Date of Conferral

2022

Degree

Doctor of Public Health (DrPH)

School

Public Health

Advisor

Pelagia Melea

Abstract

Pharmacotherapy is a significant component of chronic disease management; its efficacy depends on long term, correct, and consistent use; however, medicine adherence rates remain low. The cost of medicines is considered a significant barrier to adherence, especially in low-income settings. This quantitative cross-sectional study was conducted using data from Cimas Medical Aid Society collected between 2015 and 2019. The purpose of the study was to determine the extent of the association between medicine adherence, complication development, and cost of care among diabetic and hypertensive patients while controlling for age and gender on a population that does not experience cost barriers to medicine access. The sample consisted of 23,303 diabetic and hypertensive patients above the age of 16 who purchased chronic medicines through medical aid.
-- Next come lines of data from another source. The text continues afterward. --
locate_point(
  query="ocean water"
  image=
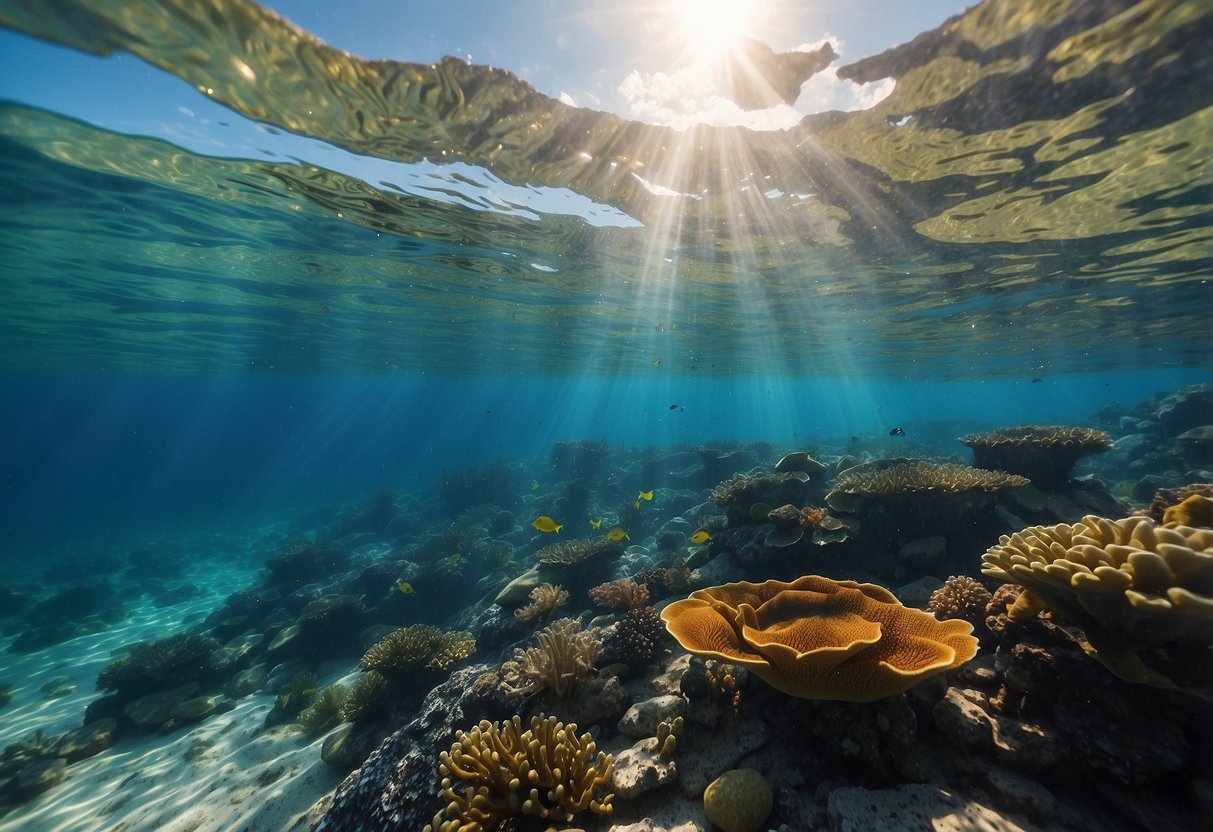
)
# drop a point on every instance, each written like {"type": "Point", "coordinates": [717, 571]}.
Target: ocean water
{"type": "Point", "coordinates": [250, 280]}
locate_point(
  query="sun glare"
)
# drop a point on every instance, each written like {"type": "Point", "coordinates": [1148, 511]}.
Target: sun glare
{"type": "Point", "coordinates": [713, 28]}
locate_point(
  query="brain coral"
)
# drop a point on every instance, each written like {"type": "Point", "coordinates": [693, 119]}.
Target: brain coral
{"type": "Point", "coordinates": [1128, 583]}
{"type": "Point", "coordinates": [1043, 454]}
{"type": "Point", "coordinates": [816, 638]}
{"type": "Point", "coordinates": [546, 771]}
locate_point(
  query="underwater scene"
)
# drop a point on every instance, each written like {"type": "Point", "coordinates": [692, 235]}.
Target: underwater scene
{"type": "Point", "coordinates": [671, 416]}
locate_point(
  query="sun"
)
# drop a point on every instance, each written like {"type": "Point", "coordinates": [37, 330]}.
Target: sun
{"type": "Point", "coordinates": [713, 28]}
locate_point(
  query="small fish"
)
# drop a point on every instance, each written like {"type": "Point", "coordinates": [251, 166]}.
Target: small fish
{"type": "Point", "coordinates": [546, 524]}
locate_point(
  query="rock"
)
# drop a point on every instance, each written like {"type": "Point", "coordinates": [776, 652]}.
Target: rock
{"type": "Point", "coordinates": [594, 700]}
{"type": "Point", "coordinates": [394, 788]}
{"type": "Point", "coordinates": [642, 719]}
{"type": "Point", "coordinates": [57, 687]}
{"type": "Point", "coordinates": [194, 710]}
{"type": "Point", "coordinates": [154, 710]}
{"type": "Point", "coordinates": [739, 801]}
{"type": "Point", "coordinates": [245, 682]}
{"type": "Point", "coordinates": [913, 808]}
{"type": "Point", "coordinates": [87, 740]}
{"type": "Point", "coordinates": [641, 769]}
{"type": "Point", "coordinates": [40, 776]}
{"type": "Point", "coordinates": [705, 756]}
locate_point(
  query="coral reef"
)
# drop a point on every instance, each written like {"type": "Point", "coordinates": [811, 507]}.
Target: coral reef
{"type": "Point", "coordinates": [816, 638]}
{"type": "Point", "coordinates": [546, 771]}
{"type": "Point", "coordinates": [545, 598]}
{"type": "Point", "coordinates": [415, 647]}
{"type": "Point", "coordinates": [369, 699]}
{"type": "Point", "coordinates": [1195, 509]}
{"type": "Point", "coordinates": [636, 637]}
{"type": "Point", "coordinates": [1165, 499]}
{"type": "Point", "coordinates": [1128, 583]}
{"type": "Point", "coordinates": [158, 665]}
{"type": "Point", "coordinates": [325, 710]}
{"type": "Point", "coordinates": [563, 656]}
{"type": "Point", "coordinates": [1043, 454]}
{"type": "Point", "coordinates": [900, 476]}
{"type": "Point", "coordinates": [961, 597]}
{"type": "Point", "coordinates": [624, 594]}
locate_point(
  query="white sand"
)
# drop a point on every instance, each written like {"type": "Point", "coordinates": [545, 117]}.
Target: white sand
{"type": "Point", "coordinates": [226, 773]}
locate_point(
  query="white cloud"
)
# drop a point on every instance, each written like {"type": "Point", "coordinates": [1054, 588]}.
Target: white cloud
{"type": "Point", "coordinates": [694, 95]}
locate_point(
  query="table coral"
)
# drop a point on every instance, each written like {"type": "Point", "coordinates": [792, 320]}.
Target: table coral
{"type": "Point", "coordinates": [1043, 452]}
{"type": "Point", "coordinates": [1128, 583]}
{"type": "Point", "coordinates": [546, 771]}
{"type": "Point", "coordinates": [818, 638]}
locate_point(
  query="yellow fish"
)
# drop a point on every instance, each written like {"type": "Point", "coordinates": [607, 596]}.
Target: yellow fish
{"type": "Point", "coordinates": [546, 524]}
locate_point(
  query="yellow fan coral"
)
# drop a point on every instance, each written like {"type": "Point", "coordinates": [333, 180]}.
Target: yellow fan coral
{"type": "Point", "coordinates": [818, 638]}
{"type": "Point", "coordinates": [1127, 583]}
{"type": "Point", "coordinates": [546, 771]}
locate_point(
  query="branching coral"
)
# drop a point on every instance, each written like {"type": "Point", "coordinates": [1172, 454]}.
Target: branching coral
{"type": "Point", "coordinates": [1043, 454]}
{"type": "Point", "coordinates": [620, 594]}
{"type": "Point", "coordinates": [545, 598]}
{"type": "Point", "coordinates": [579, 551]}
{"type": "Point", "coordinates": [961, 597]}
{"type": "Point", "coordinates": [1128, 583]}
{"type": "Point", "coordinates": [563, 656]}
{"type": "Point", "coordinates": [155, 665]}
{"type": "Point", "coordinates": [636, 637]}
{"type": "Point", "coordinates": [325, 710]}
{"type": "Point", "coordinates": [416, 647]}
{"type": "Point", "coordinates": [370, 699]}
{"type": "Point", "coordinates": [816, 638]}
{"type": "Point", "coordinates": [546, 771]}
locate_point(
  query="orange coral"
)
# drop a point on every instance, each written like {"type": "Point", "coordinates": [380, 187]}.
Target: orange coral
{"type": "Point", "coordinates": [816, 638]}
{"type": "Point", "coordinates": [624, 594]}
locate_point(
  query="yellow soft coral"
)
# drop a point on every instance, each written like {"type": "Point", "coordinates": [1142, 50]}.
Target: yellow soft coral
{"type": "Point", "coordinates": [546, 771]}
{"type": "Point", "coordinates": [1128, 583]}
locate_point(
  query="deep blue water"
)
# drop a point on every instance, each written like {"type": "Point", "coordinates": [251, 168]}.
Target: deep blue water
{"type": "Point", "coordinates": [141, 455]}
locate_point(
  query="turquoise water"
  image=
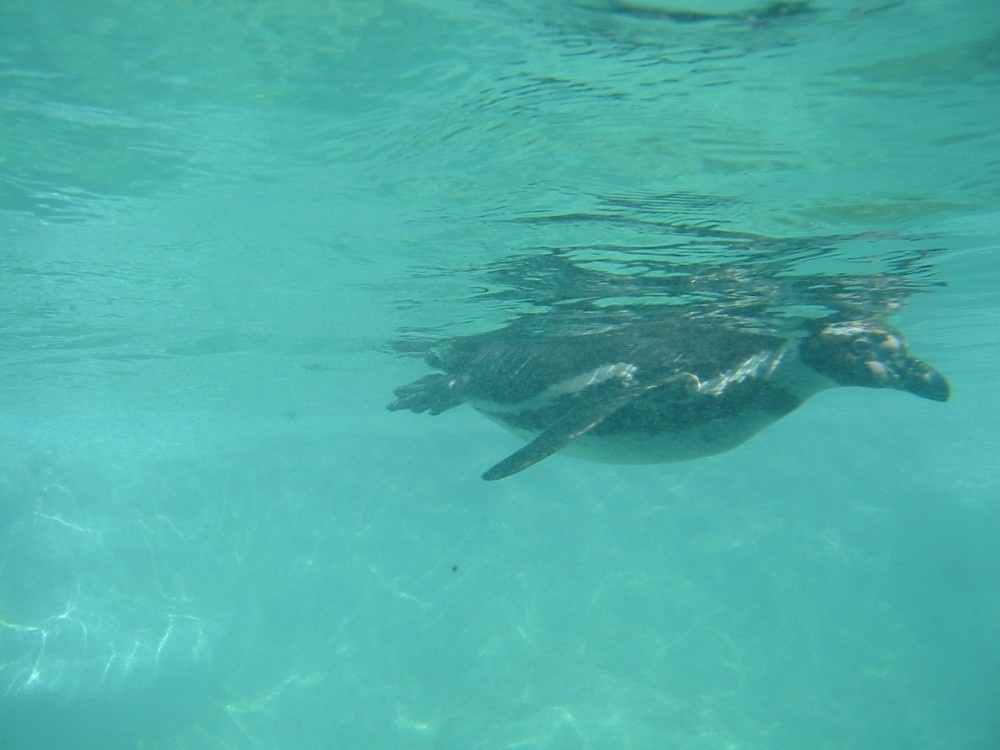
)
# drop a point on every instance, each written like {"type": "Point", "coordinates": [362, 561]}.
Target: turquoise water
{"type": "Point", "coordinates": [216, 216]}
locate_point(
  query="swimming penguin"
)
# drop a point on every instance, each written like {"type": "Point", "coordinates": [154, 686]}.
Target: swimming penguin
{"type": "Point", "coordinates": [654, 390]}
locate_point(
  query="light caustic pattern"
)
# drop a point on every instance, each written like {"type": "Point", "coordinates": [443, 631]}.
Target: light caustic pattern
{"type": "Point", "coordinates": [83, 621]}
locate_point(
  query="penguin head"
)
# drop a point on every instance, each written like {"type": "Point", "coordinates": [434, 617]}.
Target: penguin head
{"type": "Point", "coordinates": [870, 354]}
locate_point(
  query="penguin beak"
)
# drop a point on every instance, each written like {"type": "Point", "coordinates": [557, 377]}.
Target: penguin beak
{"type": "Point", "coordinates": [922, 380]}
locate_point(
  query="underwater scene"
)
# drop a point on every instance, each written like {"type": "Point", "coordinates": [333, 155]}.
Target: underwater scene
{"type": "Point", "coordinates": [500, 375]}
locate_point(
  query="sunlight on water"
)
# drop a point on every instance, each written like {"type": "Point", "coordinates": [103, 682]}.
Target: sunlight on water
{"type": "Point", "coordinates": [221, 224]}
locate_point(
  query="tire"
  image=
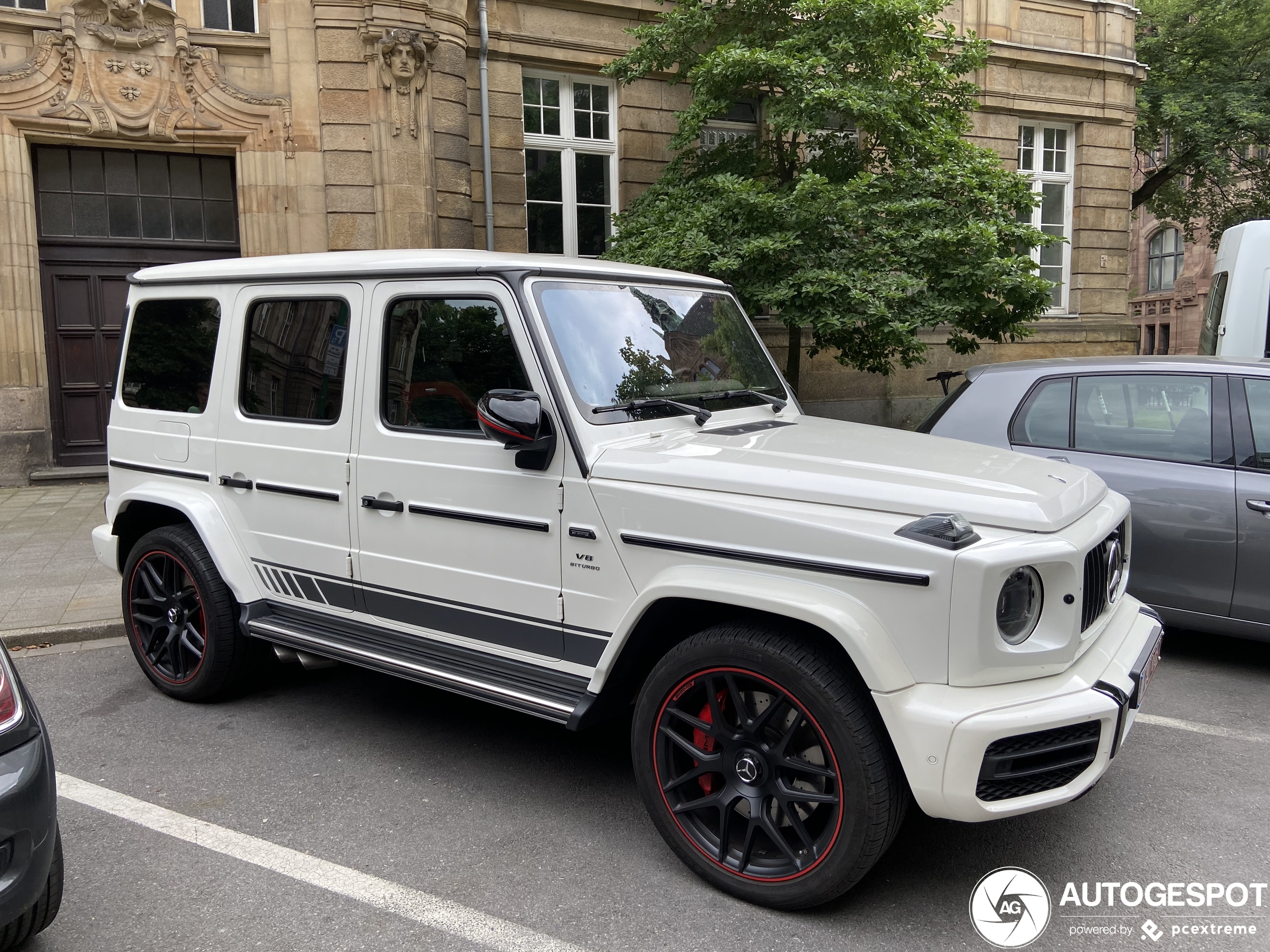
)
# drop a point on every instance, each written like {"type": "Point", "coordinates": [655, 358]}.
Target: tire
{"type": "Point", "coordinates": [180, 617]}
{"type": "Point", "coordinates": [802, 758]}
{"type": "Point", "coordinates": [41, 916]}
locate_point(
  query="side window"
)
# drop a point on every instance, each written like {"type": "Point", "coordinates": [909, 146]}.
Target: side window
{"type": "Point", "coordinates": [294, 366]}
{"type": "Point", "coordinates": [1259, 409]}
{"type": "Point", "coordinates": [1044, 419]}
{"type": "Point", "coordinates": [1164, 417]}
{"type": "Point", "coordinates": [172, 347]}
{"type": "Point", "coordinates": [441, 356]}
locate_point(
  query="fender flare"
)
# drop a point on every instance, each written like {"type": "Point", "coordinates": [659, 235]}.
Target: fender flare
{"type": "Point", "coordinates": [844, 617]}
{"type": "Point", "coordinates": [211, 526]}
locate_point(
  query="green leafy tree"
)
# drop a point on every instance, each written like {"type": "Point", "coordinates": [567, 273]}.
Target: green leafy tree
{"type": "Point", "coordinates": [1207, 95]}
{"type": "Point", "coordinates": [860, 211]}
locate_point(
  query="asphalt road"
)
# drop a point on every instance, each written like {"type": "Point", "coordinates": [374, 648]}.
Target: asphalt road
{"type": "Point", "coordinates": [522, 821]}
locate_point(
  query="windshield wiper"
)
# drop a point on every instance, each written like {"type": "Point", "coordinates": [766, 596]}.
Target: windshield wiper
{"type": "Point", "coordinates": [778, 404]}
{"type": "Point", "coordinates": [699, 413]}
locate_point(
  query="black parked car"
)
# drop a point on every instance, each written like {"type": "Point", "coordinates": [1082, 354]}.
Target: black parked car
{"type": "Point", "coordinates": [31, 847]}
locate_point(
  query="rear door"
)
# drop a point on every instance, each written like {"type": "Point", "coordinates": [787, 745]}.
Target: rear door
{"type": "Point", "coordinates": [1164, 441]}
{"type": "Point", "coordinates": [454, 540]}
{"type": "Point", "coordinates": [1252, 407]}
{"type": "Point", "coordinates": [282, 455]}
The chi-square test bivariate analysis showed a significant association between medicine adherence and complication development in hypertension (p < 0.001) and no association in diabetic patients. Binary logistic regression indicated that nonadherent patients were more likely to develop hypertension complications (OR = 1.428, p < 0.001) in females and older age groups. In diabetes patients, it showed no significant association between adherence and complication development (OR = 0.993, p = 0.841). The claims ratio was higher in nonadherent diabetes (OR = 8.301, p < 0.001) and hypertensive (OR = 2.516, p < 0.001) patients. The implications for positive social change include the findings being used to improve interventions for lowering non-cost barriers to medicine adherence, to reduce complication development, and lower the cost of care for diabetes and hypertension patients.